Using the provided rate constants, determine the equilibrium constant (K_eq) for the reaction A(g) ⇌ B(g): \[ K_{eq} = \frac{4.7 \times 10^{-3} \mathrm{~s}^{-1}}{5.8 \times 10^{-1} \mathrm{~s}^{-1}} \] Now, calculate K_eq value: \[ K_{eq} = \frac{4.7 \times 10^{-3}}{5.8 \times 10^{-1}} = 8.1 \times 10^{-3} \]

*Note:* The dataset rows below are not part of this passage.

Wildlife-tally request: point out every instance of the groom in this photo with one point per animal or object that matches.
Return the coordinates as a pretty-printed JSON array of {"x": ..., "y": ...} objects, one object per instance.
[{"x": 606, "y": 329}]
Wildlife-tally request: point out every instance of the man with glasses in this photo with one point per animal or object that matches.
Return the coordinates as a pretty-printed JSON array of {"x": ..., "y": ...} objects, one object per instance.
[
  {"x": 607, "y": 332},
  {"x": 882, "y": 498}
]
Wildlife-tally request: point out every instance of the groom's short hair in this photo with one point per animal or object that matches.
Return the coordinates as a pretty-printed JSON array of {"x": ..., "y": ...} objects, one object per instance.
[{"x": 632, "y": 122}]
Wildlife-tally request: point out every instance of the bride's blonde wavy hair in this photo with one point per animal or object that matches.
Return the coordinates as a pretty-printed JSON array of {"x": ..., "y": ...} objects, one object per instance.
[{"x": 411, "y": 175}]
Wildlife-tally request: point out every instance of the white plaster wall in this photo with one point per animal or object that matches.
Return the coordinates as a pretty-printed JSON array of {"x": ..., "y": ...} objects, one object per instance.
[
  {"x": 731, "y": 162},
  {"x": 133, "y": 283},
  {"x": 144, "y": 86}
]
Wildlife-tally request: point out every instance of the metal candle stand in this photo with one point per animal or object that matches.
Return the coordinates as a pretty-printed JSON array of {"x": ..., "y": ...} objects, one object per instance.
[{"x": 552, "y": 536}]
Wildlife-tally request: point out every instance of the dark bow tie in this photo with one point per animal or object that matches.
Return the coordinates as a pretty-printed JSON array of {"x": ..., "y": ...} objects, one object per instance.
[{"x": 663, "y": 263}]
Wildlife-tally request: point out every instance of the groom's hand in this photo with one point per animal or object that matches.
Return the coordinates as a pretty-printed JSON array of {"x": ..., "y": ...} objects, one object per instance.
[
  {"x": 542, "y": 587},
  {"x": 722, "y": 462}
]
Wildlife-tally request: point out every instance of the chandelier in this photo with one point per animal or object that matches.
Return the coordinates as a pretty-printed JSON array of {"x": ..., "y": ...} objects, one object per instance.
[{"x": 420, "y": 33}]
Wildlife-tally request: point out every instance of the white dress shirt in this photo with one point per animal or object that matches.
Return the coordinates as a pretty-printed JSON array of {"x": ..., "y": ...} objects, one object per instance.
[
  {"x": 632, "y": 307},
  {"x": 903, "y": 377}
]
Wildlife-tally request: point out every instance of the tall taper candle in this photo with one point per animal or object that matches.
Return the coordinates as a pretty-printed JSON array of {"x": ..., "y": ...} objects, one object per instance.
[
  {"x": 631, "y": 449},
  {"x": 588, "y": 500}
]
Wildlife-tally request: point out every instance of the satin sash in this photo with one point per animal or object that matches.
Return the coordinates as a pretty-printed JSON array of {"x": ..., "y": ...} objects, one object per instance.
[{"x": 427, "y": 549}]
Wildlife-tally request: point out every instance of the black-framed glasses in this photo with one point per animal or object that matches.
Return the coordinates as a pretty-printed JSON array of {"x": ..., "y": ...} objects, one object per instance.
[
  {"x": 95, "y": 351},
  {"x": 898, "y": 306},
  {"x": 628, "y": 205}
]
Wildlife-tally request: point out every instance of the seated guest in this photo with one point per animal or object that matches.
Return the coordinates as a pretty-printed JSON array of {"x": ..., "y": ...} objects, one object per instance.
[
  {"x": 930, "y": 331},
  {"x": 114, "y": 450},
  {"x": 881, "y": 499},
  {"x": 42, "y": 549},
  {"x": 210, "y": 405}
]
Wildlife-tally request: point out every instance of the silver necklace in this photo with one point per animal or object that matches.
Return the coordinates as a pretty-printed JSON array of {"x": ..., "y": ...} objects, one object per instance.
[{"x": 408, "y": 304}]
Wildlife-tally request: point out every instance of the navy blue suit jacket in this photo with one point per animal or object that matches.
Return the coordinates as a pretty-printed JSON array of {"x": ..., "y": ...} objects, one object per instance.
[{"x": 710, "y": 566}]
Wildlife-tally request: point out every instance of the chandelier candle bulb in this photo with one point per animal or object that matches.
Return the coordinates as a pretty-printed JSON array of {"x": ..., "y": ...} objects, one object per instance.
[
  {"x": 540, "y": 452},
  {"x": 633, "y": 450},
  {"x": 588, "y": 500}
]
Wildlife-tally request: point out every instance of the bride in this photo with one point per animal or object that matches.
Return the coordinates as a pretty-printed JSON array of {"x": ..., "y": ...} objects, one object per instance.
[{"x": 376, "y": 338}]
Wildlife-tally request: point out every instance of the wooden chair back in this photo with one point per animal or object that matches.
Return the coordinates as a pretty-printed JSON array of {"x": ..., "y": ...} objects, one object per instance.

Compare the partial pressures at equilibrium

Since K_eq is less than 1, this means that the reverse reaction (B → A) is more favored. Therefore, at equilibrium, the partial pressure of A will be greater than the partial pressure of B. (a) The equilibrium constant K_eq for the reaction A(g) ⇌ B(g) is 8.1 x 10^(-3). (b) At equilibrium, the partial pressure of A is greater than the partial pressure of B.

Key concepts

Rate Constant

In chemical kinetics, a rate constant is a crucial factor. It measures the speed of a chemical reaction. This constant, often denoted by the symbol 'k', changes depending on the reaction being examined and the conditions such as temperature.
For a simple reaction where species A is converted to species B, the rate of the reaction can be expressed as:\[ \text{Rate} = k \cdot [A] \]where

• \(k\) is the rate constant,
• \([A]\) is the concentration of A.

The rate constant has units that depend on the order of reaction. For first-order reactions, it is typically expressed in s^{-1}.
This means that k tells us how fast the reaction proceeds to convert A to B under a set of specified conditions without directly changing the concentrations of A or B.Interestingly, for elementary reactions, the rate constant can directly inform us about the kinetic behavior of reversible reactions by also considering the reverse reaction's rate constant as we will see next.

Reversible Reactions

Reversible reactions are like a two-way street in chemistry where reactants turn into products and back again. This happens at the same time, establishing a dynamic balance at equilibrium.
The reaction is described as:\[\mathrm{A} \rightleftharpoons \mathrm{B}\]Both forward \((\mathrm{A} \rightarrow \mathrm{B})\) and reverse reactions \((\mathrm{B} \rightarrow \mathrm{A})\) occur.
Equilibrium constant \(K_{eq}\) reflects the ratio of rate constants of these reactions:\[ K_{eq} = \frac{k_{forward}}{k_{reverse}} \]When \(K_{eq}\) is less than 1, it signifies that the reverse reaction is predominant, hence more reactants remain compared to products at equilibrium.
This tells us that in our study of \(A\) and \(B\), more \(A\) is present at equilibrium since \(K_{eq} = 8.1 \times 10^{-3}\), suggesting that the equilibrium position favors the reactants.

Partial Pressure

Partial pressure is the pressure contributed by a single gas in a mixture of gases. It plays a prominent role in understanding chemical equilibria in gas-phase reactions.
Each gas in a mixture exerts pressure as if it is alone in the container. This means gas A and B each contribute their partial pressure to the total pressure of the system. The total pressure can be represented as the sum of these individual pressures:\[ P_{total} = P_A + P_B \]Here,

• \(P_A\) is the partial pressure of gas A,
• \(P_B\) is the partial pressure of gas B.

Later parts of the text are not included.